Chapter 6: Understanding the System
Instructor Morten had a presence like an avalanche. Towering, broad, and brimming with contained power, he gave feedback with minimal words and a tone that rumbled through your bones.
"Fallow. Decent movement. Poor discipline. You rely too much on instinct, not enough on foundation. But the potential's there."
I managed a nod through my heavy breathing. My shirt clung to my back, sweat stung my eyes, and I was sure my arms were going to fall off.
Velora received no comments. Just a curt nod from Morten, which for him might as well have been a standing ovation.
After cooldown stretches, our class was split off and rotated between several courses. First up: tactics theory.
We filed into a sandstone building shaped like an octagon, each wall adorned with banners of past battles and training formations. Master Theren greeted us at the front—loud, animated, with a booming voice that somehow made the diagrams on the wall more exciting than they had any right to be.
"Tactics ain't just about the blade! It's about knowing where the blade should be! It's about movement, terrain, timing, and trust! You fight a monster, you're a fool. You fight a monster with a plan, you're a survivor!"
He barked questions mid-lecture, pointing to random students, sometimes hurling chalk at those who drifted off. I got hit once. I deserved it.
Then came history class, held beneath a vaulted ceiling strung with hanging globes and map-scrolls. Mistress Silvarin, soft-spoken and graceful, began her lecture in tones so gentle they lulled us into false security—until her passion ignited. At the mention of ancient wars or the rise and fall of noble houses, her voice rang with fire.
"The fall of House Ashren led to a cascade of regional unrest. House Elowen nearly fractured in response, and the supposed destruction of House Vale marked the end of an age." Her voice dropped again. "Or so we believed."

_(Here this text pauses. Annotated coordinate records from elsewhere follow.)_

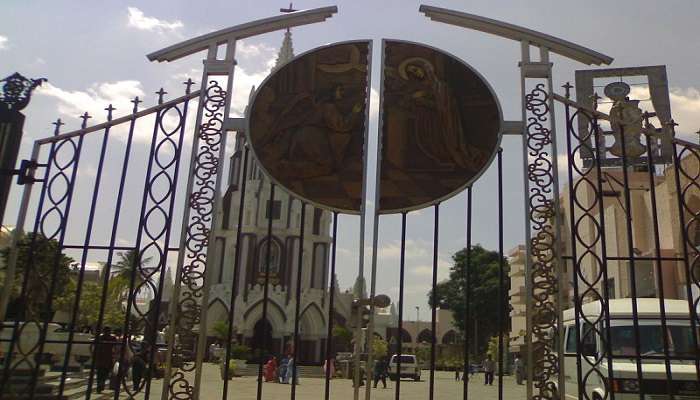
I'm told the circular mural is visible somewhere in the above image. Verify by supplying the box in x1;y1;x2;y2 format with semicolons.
247;41;502;214
379;41;502;214
247;41;370;213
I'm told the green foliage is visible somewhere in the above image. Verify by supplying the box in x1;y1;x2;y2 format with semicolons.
219;360;238;379
0;233;75;319
428;245;510;352
231;344;250;360
486;335;510;360
416;346;430;365
333;325;352;351
372;336;389;360
211;319;230;343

I stiffened. Lucien Vale. The name echoed faintly in my mind. I didn't say anything. But I remembered the way he moved. The swordplay. The grace.
Could there be a connection?
I didn't know.
Next came basic physical conditioning. Running. Lifting. Drills. It was brutal—but in a straightforward way. Just you, your limits, and the push past them. We ran circuits around the training ground, carried sandbags up hills, and held planks until our arms shook. The instructors ran us through an intense battery of strength and endurance work: push-ups until our shoulders burned, sit-ups with a weighted pack across our chests, chin-ups on iron bars slick with sweat.
We sprinted sprints in bursts—short, explosive dashes—followed by longer laps that tested our stamina. Between sets, we cycled through basic lifts with iron weights: lateral raises to build shoulder control, bent rows to fortify our backs, and even bench presses—incline, decline, and flat—rotating between them to build full-body strength.
And then came the most painful part: body hardening drills. We stood in pairs and exchanged controlled strikes to the arms, chest, legs—fists, elbows, even light shin checks. A mock version of fisticuffs designed to condition nerves and build resilience. Every hit made my bones buzz, but the goal wasn't pain—it was durability. Sharpening the body like steel in a forge.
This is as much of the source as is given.